Racers line up at a starting point on two tracks that extend longer than the measured and marked 300 feet. A light flicks from red to green near the starting line and the racers gun the throttle. The first drag racer to the end of the 300 feet wins the round.

Long racing days
Only two racers are allowed on the track at a time. But, many of the 110 racers sign up for multiple classes, so the day was long. Racers come in all ages. Little tykes, three-years to 10-years are allowed to sign up for the 120cc classes (parents often nearby). To ride a larger snowmobile, the child needs to be older than 10 and have a certificate of training.
“There is a technique,” said Nick Keator, from East Meredith. Keator operated a Ski-Doo 800cc, however he juices the ride up and enters the 800 improved class. His buddy, Kurt Alexander, from Hamden, riding an Indy 500, enters the 500 Improved class, and the 500 Modified class, a class he has won in previous years.
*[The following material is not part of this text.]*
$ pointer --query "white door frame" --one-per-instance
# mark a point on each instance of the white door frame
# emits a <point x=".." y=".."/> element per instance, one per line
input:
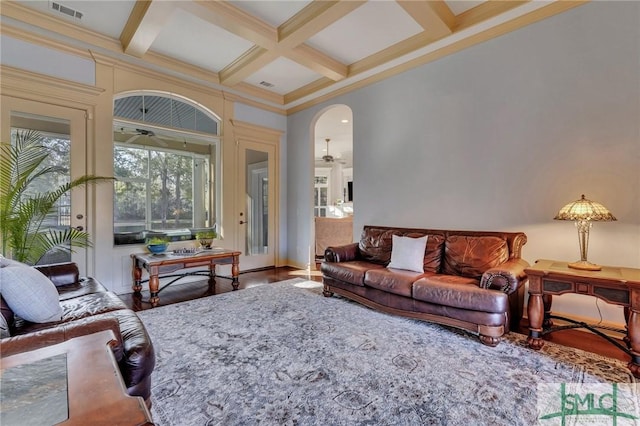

The riders learn about motors, clutching, and suspension. “As soon as the light turns green, the goal is to get the track to bite the ground,” said Nick. How quickly the track hooks up with the ground depends on suspension work and clutching.
The snow on the ground was pretty thin on race day, however, the men weren’t too put out. “The track actually bites the grass better,” said Keator. Many of the riders pre-registered to race, however, the Hamden Ridge Riders allows registration the morning before the race.
From Hobart came the McMullen family, along with Daisy, Lucas McMullen’s girlfriend. “It’s Jaithen who wanted to come see the races the most,” said Vicki McMullen. Jaithen McMullen is two-years-old and was wearing a helmet during the races. “He loves snowmobiling and came to watch Uncle Matthew and grandpa race,” added McMullen.

Lots of excitement
Matthew and his dad, Doug, signed up for two classes each, but used the same snowmobile, a Polaris XCR 440.
“The races are fun, but casual enough that anyone can enter and be a part of the excitement,” said Matthew, who commented that the exhaust fumes added to the exhilaration.
The McMullen family also rides trails during the winter. “A while back, we were riding with Fish Man, also known as Mike Dacey,” said Lucas. “We got stuck on a trail near Plattekill. Fish Kill said we could eat him if we couldn’t get out. But we got out and didn’t need to.”